Promoting a hegemonic global strategy, Washington will never allow the rise of any power that can challenge its position as superpower, Han and Lu said.
However, India is unwilling to play a secondary role in the world and has formed a national strategy aimed at restoring its previous prosperity and power, becoming the centre and leader of Asia and rising to a first-class country in the world.
During the half-century since its independence, India's comprehensive national strength has risen noticeably and it has already become a secondary-level nation. In particular, in terms of military strength, India has reached the world's top military powers.
This is not what the United States wants to see.
Therefore, the United States attempts to weaken India by taking advantage of contradictions between Pakistan and India.
Pakistan is an ally of the United States and has received a lot of US military aid. This is perceived by New Delhi as not being conducive to its national security and to the improvement of its national strength. The conflict between India and Pakistan in Kashmir has seriously affected India's strength.
For its so-called fight against terrorism, Washington needs to improve its relations with India and Pakistan as well as maintain a balance between them.
The United States is now promoting its counter-terrorism strategy to maintain its hegemony in the world. The US-led wars in Afghanistan and Iraq are far from over. Pakistan's attitude towards the US counter-terrorism struggle is relevant to whether the United States can make great "achievements'' in its wars in Central Asia and the Middle East. The United States needs Pakistan's support. Hence, Washington attaches great importance to Pakistan. High-level officials of the two countries have met each other frequently. The United States has provided enormous military and economic aid to Pakistan.
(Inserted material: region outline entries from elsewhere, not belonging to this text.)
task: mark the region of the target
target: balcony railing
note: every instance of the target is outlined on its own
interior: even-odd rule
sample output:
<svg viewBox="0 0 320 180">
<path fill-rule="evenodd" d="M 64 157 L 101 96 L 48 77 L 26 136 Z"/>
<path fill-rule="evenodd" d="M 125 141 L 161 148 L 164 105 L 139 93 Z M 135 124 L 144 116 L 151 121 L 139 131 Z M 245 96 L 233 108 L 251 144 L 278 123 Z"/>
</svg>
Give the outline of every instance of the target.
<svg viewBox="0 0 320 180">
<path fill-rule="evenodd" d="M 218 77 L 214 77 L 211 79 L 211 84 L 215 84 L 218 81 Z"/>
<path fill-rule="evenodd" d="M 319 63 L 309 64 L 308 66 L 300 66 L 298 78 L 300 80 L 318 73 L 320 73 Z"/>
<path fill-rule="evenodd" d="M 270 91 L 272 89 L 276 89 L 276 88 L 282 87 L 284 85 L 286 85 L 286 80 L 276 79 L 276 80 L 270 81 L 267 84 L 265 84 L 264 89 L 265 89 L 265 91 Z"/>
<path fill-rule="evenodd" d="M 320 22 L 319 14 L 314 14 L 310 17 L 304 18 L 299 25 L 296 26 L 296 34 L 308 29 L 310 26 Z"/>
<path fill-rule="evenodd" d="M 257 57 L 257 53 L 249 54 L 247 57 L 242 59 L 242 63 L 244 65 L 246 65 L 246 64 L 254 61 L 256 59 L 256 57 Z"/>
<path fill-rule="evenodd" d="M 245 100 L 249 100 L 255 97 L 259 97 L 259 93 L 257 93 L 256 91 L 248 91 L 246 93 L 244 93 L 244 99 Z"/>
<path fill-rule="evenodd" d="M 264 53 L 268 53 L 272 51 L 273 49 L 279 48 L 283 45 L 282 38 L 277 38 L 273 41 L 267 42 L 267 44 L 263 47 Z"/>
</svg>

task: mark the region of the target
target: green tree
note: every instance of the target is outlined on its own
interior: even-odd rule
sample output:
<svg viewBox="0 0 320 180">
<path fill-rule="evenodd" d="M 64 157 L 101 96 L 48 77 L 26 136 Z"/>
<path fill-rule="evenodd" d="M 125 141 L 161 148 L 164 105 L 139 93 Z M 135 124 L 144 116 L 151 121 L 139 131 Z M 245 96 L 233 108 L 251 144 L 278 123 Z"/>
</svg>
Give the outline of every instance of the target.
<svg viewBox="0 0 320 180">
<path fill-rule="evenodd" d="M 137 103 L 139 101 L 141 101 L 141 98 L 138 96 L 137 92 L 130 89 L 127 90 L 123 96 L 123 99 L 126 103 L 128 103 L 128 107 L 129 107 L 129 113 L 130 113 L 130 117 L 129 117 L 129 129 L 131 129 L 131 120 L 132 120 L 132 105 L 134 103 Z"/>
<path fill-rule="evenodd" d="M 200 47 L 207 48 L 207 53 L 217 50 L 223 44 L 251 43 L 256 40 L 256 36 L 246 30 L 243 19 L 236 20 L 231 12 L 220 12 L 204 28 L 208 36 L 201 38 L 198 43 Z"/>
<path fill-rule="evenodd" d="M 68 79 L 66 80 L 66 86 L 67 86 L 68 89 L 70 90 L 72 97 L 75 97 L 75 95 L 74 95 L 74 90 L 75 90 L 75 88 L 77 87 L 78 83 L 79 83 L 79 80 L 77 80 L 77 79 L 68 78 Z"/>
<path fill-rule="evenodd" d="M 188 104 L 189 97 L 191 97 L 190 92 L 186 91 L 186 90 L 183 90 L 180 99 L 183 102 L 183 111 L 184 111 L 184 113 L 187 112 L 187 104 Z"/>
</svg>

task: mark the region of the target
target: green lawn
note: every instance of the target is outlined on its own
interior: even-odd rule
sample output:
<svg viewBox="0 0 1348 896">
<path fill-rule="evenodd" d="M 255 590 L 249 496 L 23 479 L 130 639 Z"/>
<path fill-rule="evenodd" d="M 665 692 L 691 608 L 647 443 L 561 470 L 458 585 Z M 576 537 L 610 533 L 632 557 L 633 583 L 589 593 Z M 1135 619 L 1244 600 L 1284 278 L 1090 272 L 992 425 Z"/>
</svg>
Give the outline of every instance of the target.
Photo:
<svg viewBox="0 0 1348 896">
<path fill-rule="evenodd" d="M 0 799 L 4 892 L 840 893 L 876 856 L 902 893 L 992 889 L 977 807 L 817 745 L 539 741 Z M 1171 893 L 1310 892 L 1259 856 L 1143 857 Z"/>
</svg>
Nevertheless, if India is not paid such a high level of attention, Uncle Sam's counter-terrorism strategy will also be affected, Han and Lu noted.
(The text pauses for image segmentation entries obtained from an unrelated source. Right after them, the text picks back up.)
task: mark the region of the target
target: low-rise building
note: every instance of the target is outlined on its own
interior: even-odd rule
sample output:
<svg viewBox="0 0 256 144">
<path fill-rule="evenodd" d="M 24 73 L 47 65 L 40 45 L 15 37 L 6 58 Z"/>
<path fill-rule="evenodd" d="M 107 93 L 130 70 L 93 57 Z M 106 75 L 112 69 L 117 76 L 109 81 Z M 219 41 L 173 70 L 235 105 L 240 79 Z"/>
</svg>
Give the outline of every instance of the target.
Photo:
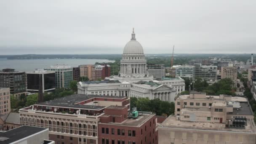
<svg viewBox="0 0 256 144">
<path fill-rule="evenodd" d="M 0 143 L 2 144 L 54 144 L 49 141 L 46 128 L 24 125 L 0 132 Z"/>
<path fill-rule="evenodd" d="M 233 83 L 233 87 L 236 88 L 237 86 L 237 72 L 236 67 L 221 67 L 221 79 L 230 78 Z"/>
<path fill-rule="evenodd" d="M 73 80 L 73 68 L 67 64 L 56 64 L 50 68 L 44 68 L 47 71 L 55 72 L 55 87 L 69 88 L 69 83 Z"/>
<path fill-rule="evenodd" d="M 128 107 L 111 106 L 99 123 L 99 144 L 158 144 L 157 118 L 155 114 L 128 112 Z"/>
<path fill-rule="evenodd" d="M 99 144 L 98 124 L 105 108 L 130 109 L 122 96 L 75 94 L 20 109 L 21 125 L 49 128 L 49 139 L 58 144 Z"/>
<path fill-rule="evenodd" d="M 32 93 L 38 92 L 40 79 L 43 93 L 55 89 L 55 72 L 37 69 L 27 72 L 27 91 Z"/>
<path fill-rule="evenodd" d="M 158 127 L 159 144 L 255 144 L 253 113 L 245 97 L 192 92 L 175 101 Z"/>
<path fill-rule="evenodd" d="M 176 68 L 175 77 L 185 78 L 195 77 L 195 67 L 194 66 L 184 65 Z"/>
<path fill-rule="evenodd" d="M 0 87 L 10 88 L 10 93 L 19 99 L 26 95 L 27 75 L 25 72 L 5 69 L 0 71 Z"/>
<path fill-rule="evenodd" d="M 0 87 L 0 114 L 8 115 L 11 112 L 10 88 Z"/>
<path fill-rule="evenodd" d="M 162 78 L 165 77 L 165 68 L 164 64 L 148 64 L 147 72 L 149 76 L 154 78 Z"/>
</svg>

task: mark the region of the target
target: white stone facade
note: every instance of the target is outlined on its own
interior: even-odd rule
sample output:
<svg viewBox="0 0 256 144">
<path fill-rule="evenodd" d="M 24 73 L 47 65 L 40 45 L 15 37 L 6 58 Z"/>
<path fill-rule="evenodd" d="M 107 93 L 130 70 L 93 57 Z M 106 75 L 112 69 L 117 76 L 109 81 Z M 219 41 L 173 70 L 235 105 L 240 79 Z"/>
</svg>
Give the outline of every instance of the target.
<svg viewBox="0 0 256 144">
<path fill-rule="evenodd" d="M 134 31 L 125 46 L 120 64 L 118 75 L 106 77 L 104 81 L 78 83 L 78 93 L 158 98 L 174 102 L 176 96 L 185 91 L 184 81 L 181 78 L 159 81 L 149 76 L 143 48 L 136 40 Z"/>
</svg>

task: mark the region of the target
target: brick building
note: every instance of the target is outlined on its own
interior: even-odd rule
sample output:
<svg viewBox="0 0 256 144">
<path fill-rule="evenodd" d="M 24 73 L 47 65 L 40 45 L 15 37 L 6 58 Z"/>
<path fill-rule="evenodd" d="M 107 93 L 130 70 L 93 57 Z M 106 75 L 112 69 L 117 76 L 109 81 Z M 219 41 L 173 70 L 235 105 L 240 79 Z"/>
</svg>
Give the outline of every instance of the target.
<svg viewBox="0 0 256 144">
<path fill-rule="evenodd" d="M 109 107 L 98 125 L 99 144 L 158 144 L 157 120 L 155 114 L 144 112 L 131 117 L 127 107 Z"/>
<path fill-rule="evenodd" d="M 106 107 L 127 107 L 122 96 L 75 94 L 20 109 L 21 125 L 49 128 L 49 139 L 56 144 L 98 144 L 98 124 Z"/>
</svg>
For example, at the beginning of the Afghan War, the United States gave Pakistan a lot of aid to gain its support. India viewed this situation as a threat to its security. The conflict in Kashmir then began to escalate.
Pakistan had to devote a lot of attention and resources to the Kashmir issue, which seriously affected its support for Washington's so-called fight against terrorism. Consequently, Washington began to woo New Delhi to seek a balance between India and Pakistan.
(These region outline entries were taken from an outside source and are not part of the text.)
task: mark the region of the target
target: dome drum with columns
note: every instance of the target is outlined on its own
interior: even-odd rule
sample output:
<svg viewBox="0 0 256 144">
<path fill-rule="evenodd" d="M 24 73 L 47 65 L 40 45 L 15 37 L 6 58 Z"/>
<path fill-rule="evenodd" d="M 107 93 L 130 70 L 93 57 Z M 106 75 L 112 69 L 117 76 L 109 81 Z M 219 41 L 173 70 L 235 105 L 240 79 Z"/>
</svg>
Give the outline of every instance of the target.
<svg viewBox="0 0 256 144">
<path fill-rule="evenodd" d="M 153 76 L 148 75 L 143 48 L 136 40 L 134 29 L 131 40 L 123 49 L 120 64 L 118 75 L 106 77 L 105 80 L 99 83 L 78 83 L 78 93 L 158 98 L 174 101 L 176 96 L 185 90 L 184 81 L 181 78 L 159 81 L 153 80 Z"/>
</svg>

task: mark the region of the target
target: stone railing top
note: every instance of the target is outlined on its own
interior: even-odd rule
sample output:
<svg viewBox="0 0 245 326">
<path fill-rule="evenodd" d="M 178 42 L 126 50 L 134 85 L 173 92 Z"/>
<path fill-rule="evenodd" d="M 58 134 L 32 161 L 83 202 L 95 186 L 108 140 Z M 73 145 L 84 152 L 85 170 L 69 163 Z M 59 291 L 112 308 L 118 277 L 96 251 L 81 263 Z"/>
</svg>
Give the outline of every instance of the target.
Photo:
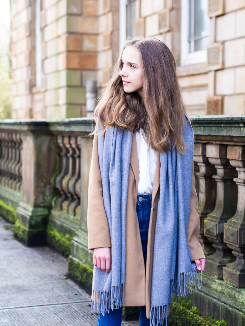
<svg viewBox="0 0 245 326">
<path fill-rule="evenodd" d="M 245 137 L 245 114 L 192 116 L 191 119 L 196 136 Z"/>
<path fill-rule="evenodd" d="M 197 140 L 204 139 L 205 137 L 208 141 L 210 137 L 216 136 L 217 141 L 227 141 L 227 137 L 230 137 L 232 141 L 234 137 L 238 137 L 240 142 L 245 141 L 245 114 L 192 116 L 191 119 Z M 90 117 L 61 120 L 6 119 L 0 120 L 0 129 L 55 134 L 74 132 L 85 135 L 93 130 L 94 122 L 94 119 Z"/>
<path fill-rule="evenodd" d="M 42 119 L 5 119 L 0 120 L 0 130 L 16 130 L 21 132 L 75 132 L 88 134 L 95 126 L 94 120 L 91 118 L 74 118 L 62 120 Z"/>
</svg>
It is not hard to understand that Washington's main purpose in keeping a balance between the two South Asian powers is to serve its own counter-terrorism struggle.
Washington plays this game of balance largely because both India and Pakistan possess nuclear weapons.
By conducting nuclear tests, India and Pakistan became de facto members of the club of nuclear powers. This is a fact that the United States has to face.
Maintaining friendly relations with India and Pakistan helps the United States monitor the nuclear situation in the two countries and can hold them back from passing on their nuclear technology to others.
Keeping the balance between India and Pakistan can also prevent the nuclear situation in South Asia from becoming unbalanced.
The crux and focus of the contradictions between India and Pakistan is the Kashmir issue. India is now actively working to ease the tension over the Kashmir issue. Once the tension is eased, Indian-Pakistani relations will improve rapidly.
As a result, Pakistan's need to confront India via other powers will greatly decrease, said Han and Lu.
Washington's balanced relations with India and Pakistan will further enhance US influence in South Asia, Han and Lu added.